Why use an MDM

Scott Adamson
2 min readJul 29, 2021
Photo by Sumudu Mohottige on Unsplash

Over the years, there have been methods and solutions for supporting a fleet of devices (specifically Apple macOS and iOS). During the last iterations of the macOS and updates in the hardware, things have gotten easier (and harder).

This week I have been going through JAMF’s 200 level course as a refresher (I was certified back in 2014 — but a lot has changed).

One aspect of training I love (though different right now with things being remote) is hearing from others about their challenges and processes so we can not only learn from materials but also from each other.

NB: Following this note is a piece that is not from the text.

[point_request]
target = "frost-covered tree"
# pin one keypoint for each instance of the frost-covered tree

I found a method that can streamline the process to prepare laptops for re-deployment. I’m working in a K-12 environment and when students graduate, they have to return their laptops (and we re-deploy to rising 4th graders).

Right now the process was
* Boot the computer into the recovery partition
* Erase the Macintosh HD
* Select the installer and kick off the reinstall (in our case Mojave 10.14)
* Wait about 20 minutes for this to complete and arrive at the setup screen
* Physically clean the machine and update inventory
* Next…

Using a few policies in JAMF Pro, we could cache the installer on a bunch of machines, install the cached package, kick of the erase and install script to do all of this without touching the machines!

‘/Applications/Install macOS Mojave.app/Contents/Resources/startosinstall — agreetolicense — nointeraction — forcequitapps — eraseinstall — newvolumename “Macintosh HD” (note forcequitapps does NOT appear to work in Mojave)

NOTE this WILL erase and install the OS (in this case Mojave) so be very careful to not run on a deployed machine.